MFA’s George D. & Margo Behrakis Wing for Art of the Ancient World to Open Dec. 18

BOSTON – Opening December 18 at the Museum of Fine Arts (MFA), Boston, five newly transformed galleries at the heart of the MFA’s George D. and Margo Behrakis Wing for Art of the Ancient World invite visitors to explore nearly 550 objects from one of the finest and most comprehensive collections of Classical art in the world:

Anchored by the Museum’s beloved 13-foot statue of Juno, an immersive gallery dedicated to gods and goddesses recreates the atmosphere of an ancient temple. It introduces the Olympians through their myths and explores how they were worshipped by the ancient Greeks and Romans.

A Byzantine gallery— the first of its kind in New England— showcases a geographically diverse collection of works ranging from the era of Emperor Constantine the Great in the 4th century to the fall of Constantinople in 1453. A highlight of the space, which is modeled on early Byzantine church architecture, is the 15th-century Monopoli Altarpiece, on view for the first time after undergoing a three-year conservation treatment.

Mosaic with personifications of Pleasure and Wealth, 6th century AD, stone and glass tesserae, Gift of George D. and Margo Behrakis. (Photo: Museum of Fine Arts, Boston)

The Romans combined likeness, character and social status to create images that are compellingly human, inventing portraiture as we know it today. In a gallery focused on Roman portraiture, visitors will encounter the faces of emperors and those of everyday individuals.

Early Greek art, dating from the end of the 10th through 5th centuries, is a major strength of the MFA’s collection. Filled with natural light, a gallery dedicated to this formative period includes the frieze blocks from the 6th-century Temple of Athena at Assos in Turkey, a rare example of Greek temple architecture in a U.S. art museum.

A gallery of modern and contemporary works located within the wing— the first such space in a major U.S. art museum— explores the reception of ancient art by 20th- and 21st-century artists. The first of the multiyear rotations features the works of the modern master Cy Twombly (1928–2011), an alumnus of the School of the Museum of Fine Arts, who drew inspiration from Greek and Roman art, myths and poetry.
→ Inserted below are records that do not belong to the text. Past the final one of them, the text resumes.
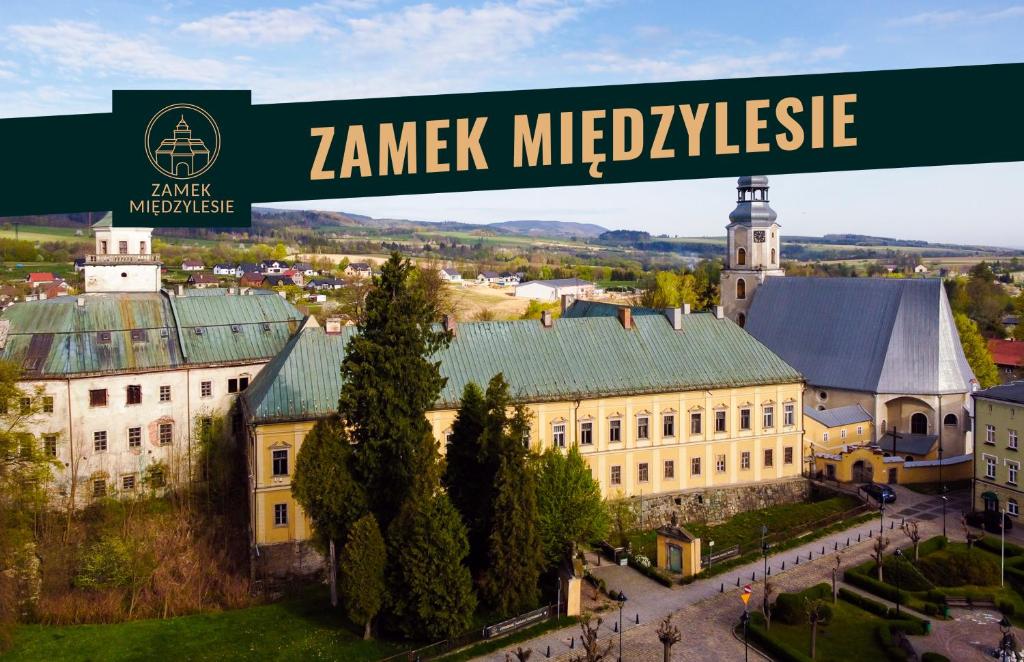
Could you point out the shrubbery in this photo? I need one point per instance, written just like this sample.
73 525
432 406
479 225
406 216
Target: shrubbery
960 567
900 572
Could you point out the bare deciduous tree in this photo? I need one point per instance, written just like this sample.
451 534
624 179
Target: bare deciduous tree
592 650
669 635
910 529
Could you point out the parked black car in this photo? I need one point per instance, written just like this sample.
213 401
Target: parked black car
881 493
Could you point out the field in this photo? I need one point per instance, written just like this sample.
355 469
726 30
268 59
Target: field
296 629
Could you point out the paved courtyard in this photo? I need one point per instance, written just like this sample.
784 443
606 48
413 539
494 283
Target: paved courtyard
707 610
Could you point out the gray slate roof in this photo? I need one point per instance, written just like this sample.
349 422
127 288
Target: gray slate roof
908 444
865 334
1012 392
576 358
839 415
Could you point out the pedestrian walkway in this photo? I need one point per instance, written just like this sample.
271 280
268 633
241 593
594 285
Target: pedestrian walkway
650 602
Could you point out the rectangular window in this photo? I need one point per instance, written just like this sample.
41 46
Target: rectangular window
281 514
558 435
97 398
279 461
587 432
669 425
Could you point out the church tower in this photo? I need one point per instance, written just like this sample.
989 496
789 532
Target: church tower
124 260
752 249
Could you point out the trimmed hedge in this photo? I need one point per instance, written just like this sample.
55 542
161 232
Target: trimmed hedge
650 572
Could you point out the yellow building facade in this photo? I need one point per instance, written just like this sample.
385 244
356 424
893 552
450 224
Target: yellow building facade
655 442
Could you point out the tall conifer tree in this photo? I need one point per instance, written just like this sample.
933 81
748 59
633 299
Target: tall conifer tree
390 382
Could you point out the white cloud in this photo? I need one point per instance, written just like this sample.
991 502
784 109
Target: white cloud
84 48
261 26
956 16
787 59
434 36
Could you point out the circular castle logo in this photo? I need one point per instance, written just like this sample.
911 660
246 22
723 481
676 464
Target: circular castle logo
182 140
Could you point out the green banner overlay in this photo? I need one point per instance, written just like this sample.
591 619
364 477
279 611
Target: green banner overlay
200 158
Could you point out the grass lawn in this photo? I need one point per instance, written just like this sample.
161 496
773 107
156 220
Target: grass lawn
300 628
850 635
744 529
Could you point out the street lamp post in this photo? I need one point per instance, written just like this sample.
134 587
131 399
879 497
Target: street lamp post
622 603
764 552
898 554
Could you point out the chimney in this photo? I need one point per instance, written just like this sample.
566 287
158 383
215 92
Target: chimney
450 324
626 317
675 317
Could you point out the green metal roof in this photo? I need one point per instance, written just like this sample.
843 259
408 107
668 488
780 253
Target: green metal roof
573 359
57 337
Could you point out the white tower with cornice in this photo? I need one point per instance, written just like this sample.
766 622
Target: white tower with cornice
752 248
124 260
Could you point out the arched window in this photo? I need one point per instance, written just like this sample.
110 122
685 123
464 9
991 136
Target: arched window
919 424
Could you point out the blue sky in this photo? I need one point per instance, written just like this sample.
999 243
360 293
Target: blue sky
58 57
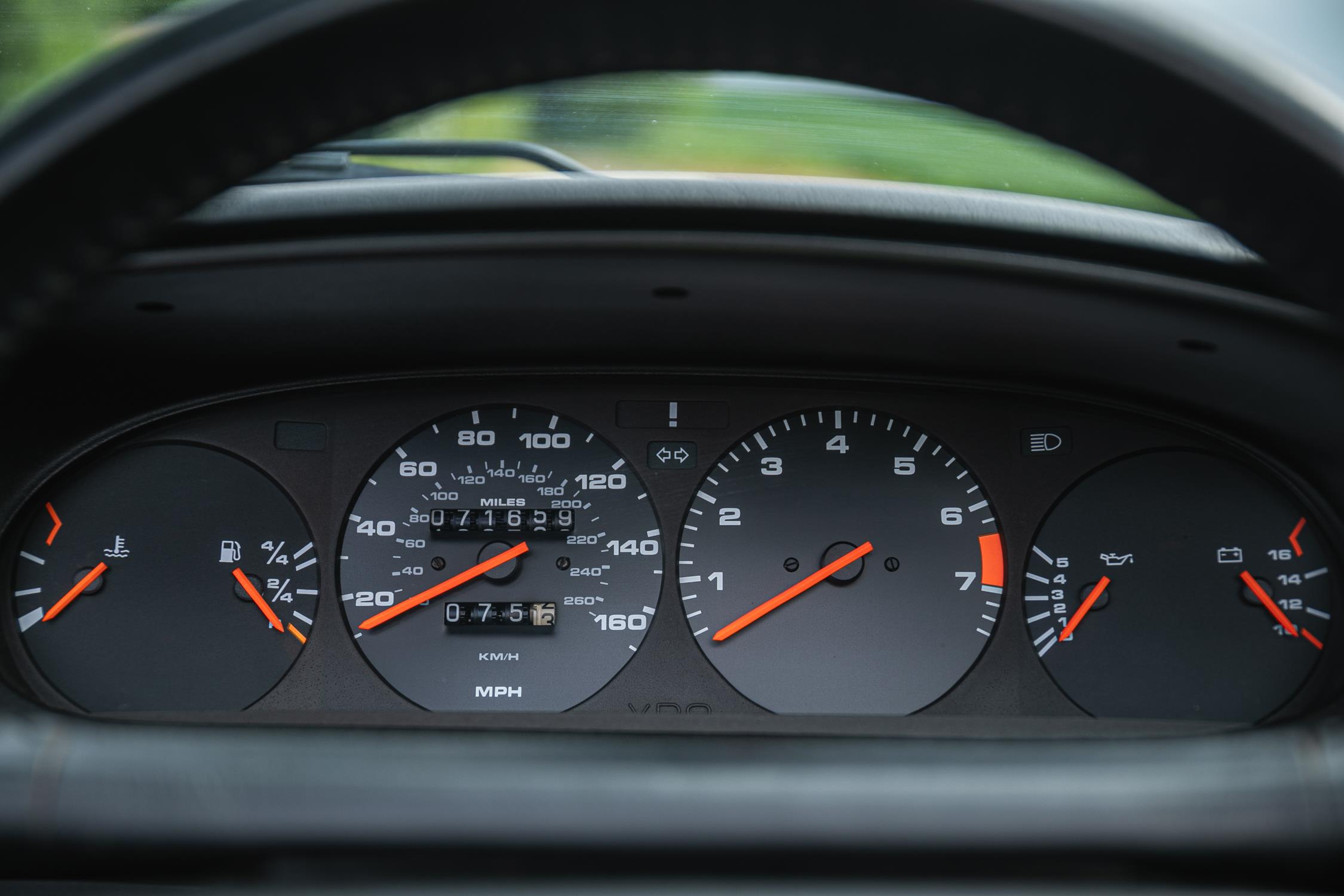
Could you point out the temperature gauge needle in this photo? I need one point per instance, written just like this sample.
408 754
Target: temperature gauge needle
448 585
260 601
1090 600
789 594
1269 603
76 591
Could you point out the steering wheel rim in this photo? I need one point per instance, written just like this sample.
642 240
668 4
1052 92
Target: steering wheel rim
96 168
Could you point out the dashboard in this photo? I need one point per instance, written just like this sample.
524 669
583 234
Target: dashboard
633 550
664 531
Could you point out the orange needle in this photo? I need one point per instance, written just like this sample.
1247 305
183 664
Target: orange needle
1090 600
789 594
1269 603
443 587
260 601
76 591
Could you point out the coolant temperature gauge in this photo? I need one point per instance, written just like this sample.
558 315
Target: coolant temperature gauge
1178 585
167 576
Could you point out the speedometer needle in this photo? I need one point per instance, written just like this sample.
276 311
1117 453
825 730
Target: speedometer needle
448 585
1090 600
789 594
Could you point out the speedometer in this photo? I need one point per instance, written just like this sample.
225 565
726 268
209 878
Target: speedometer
501 559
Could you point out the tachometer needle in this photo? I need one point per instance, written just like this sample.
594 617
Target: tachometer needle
1269 603
260 601
76 591
443 587
1090 600
789 594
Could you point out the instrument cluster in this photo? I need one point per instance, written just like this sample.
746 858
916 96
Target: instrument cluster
622 547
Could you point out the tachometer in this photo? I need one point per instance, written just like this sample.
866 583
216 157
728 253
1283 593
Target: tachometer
501 559
1178 585
840 562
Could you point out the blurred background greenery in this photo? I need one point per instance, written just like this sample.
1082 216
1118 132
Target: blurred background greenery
723 122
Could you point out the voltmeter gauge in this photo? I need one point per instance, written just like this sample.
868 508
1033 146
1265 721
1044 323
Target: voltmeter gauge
1179 585
501 559
165 578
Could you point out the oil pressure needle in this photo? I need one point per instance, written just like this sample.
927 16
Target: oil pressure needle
448 585
789 594
260 601
1090 600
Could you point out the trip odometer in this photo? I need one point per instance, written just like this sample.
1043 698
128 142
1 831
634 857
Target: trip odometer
840 560
501 559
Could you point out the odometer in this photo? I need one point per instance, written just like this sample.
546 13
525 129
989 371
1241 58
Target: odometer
840 562
533 541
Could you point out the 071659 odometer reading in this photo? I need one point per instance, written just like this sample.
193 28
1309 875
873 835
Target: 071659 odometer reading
501 559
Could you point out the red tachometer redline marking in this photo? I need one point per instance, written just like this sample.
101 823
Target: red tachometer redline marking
1297 531
56 520
992 560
Il Parnasso (1964), an early important painting by the artist that is a promised gift to the Museum, is joined by three bronzes and two original plasters on long-term loan from the Cy Twombly Foundation.

Statue of Athena Parthenos, Roman, Imperial period, 2nd or 3rd century AD, Marble from Mt. Pentelikon near Athens. Classical Department Exchange Fund. (Photo: Museum of Fine Arts, Boston)

Bringing to life the richness of the Greek, Roman and Byzantine worlds, these five galleries provide fresh perspectives on an era that provided inspiration for our own modern society. The new spaces will complete a renovated suite of 11 Classical galleries transformed since 2009— most recently, “Daily Life in Ancient Greece” in 2017. The MFA will offer free admission on opening day, December 18, to celebrate the debut of the five new galleries and the reopening of seven galleries in the Behrakis Wing for Art of the Ancient World that have been closed for the past two years to accommodate construction.